Gerechtshof 's-Hertogenbosch

Datum uitspraak
23 november 2023
Publicatiedatum
23 november 2023
Zaaknummer
200.324.662_01
Instantie
Gerechtshof 's-Hertogenbosch
Type
Uitspraak
Rechtsgebied
Civiel recht; Personen- en familierecht
Procedures
  • Hoger beroep
Vindplaatsen
  • Rechtspraak.nl
AI samenvatting door LexboostAutomatisch gegenereerd

Hoger beroep inzake omgangsregeling tussen vader en minderjarige onder toezichtstelling

In deze zaak, die voorligt bij het Gerechtshof 's-Hertogenbosch, gaat het om de omgangsregeling tussen de vader en zijn minderjarige kind, dat onder toezicht is gesteld. De vader heeft in hoger beroep de beslissing van de rechtbank Oost-Brabant aangevochten, waarin werd bepaald dat de Gecertificeerde Instelling (GI) de regie over de omgangsregeling voor de duur van de ondertoezichtstelling zou krijgen. De vader, die sinds december 2022 geen contact meer heeft gehad met zijn kind, verzoekt om de omgangsregeling te hervatten zoals deze was vastgesteld in een eerdere beschikking van maart 2022. Hij stelt dat er geen zorgen waren over de omgang en dat de stopzetting van de omgang onbegrijpelijk is.
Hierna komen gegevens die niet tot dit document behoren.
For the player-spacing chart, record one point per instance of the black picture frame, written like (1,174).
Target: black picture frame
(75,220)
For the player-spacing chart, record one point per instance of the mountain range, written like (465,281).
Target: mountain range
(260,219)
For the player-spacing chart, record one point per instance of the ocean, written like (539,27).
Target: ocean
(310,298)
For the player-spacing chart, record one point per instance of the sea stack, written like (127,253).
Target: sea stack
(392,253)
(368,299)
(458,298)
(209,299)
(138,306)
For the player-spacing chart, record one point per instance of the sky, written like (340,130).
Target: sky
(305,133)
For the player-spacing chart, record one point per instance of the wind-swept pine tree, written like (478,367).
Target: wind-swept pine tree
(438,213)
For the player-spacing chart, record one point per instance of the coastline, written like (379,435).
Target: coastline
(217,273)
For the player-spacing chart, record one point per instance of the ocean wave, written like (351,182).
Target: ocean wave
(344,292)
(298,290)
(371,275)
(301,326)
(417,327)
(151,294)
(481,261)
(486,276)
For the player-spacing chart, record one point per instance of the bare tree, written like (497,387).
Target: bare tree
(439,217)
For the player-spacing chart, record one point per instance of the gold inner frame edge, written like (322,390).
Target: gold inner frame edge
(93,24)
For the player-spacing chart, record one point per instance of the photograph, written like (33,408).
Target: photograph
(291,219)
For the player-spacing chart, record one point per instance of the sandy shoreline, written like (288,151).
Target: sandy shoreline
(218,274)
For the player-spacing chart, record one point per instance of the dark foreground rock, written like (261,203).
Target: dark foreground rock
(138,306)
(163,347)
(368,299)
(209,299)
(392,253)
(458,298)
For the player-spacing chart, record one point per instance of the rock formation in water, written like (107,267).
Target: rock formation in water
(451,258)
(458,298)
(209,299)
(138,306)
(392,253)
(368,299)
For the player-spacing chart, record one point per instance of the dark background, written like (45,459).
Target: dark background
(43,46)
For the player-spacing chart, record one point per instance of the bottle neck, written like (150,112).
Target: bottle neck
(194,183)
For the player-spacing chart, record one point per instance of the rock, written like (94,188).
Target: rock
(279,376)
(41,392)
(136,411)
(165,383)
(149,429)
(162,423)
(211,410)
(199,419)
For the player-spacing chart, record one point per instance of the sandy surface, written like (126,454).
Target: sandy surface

De GI daarentegen betoogt dat de regie bij hen moet blijven, gezien de zorgen over de opvoedsituatie en eerdere geweldsincidenten waarbij de vader betrokken was. De moeder en de stiefvader steunen het standpunt van de GI, waarbij zij aangeven dat het momenteel goed gaat met de minderjarige, die hulp krijgt voor zijn autisme. De Raad voor de Kinderbescherming sluit zich aan bij de zorgen van de GI en benadrukt het belang van rust en voorspelbaarheid voor de minderjarige.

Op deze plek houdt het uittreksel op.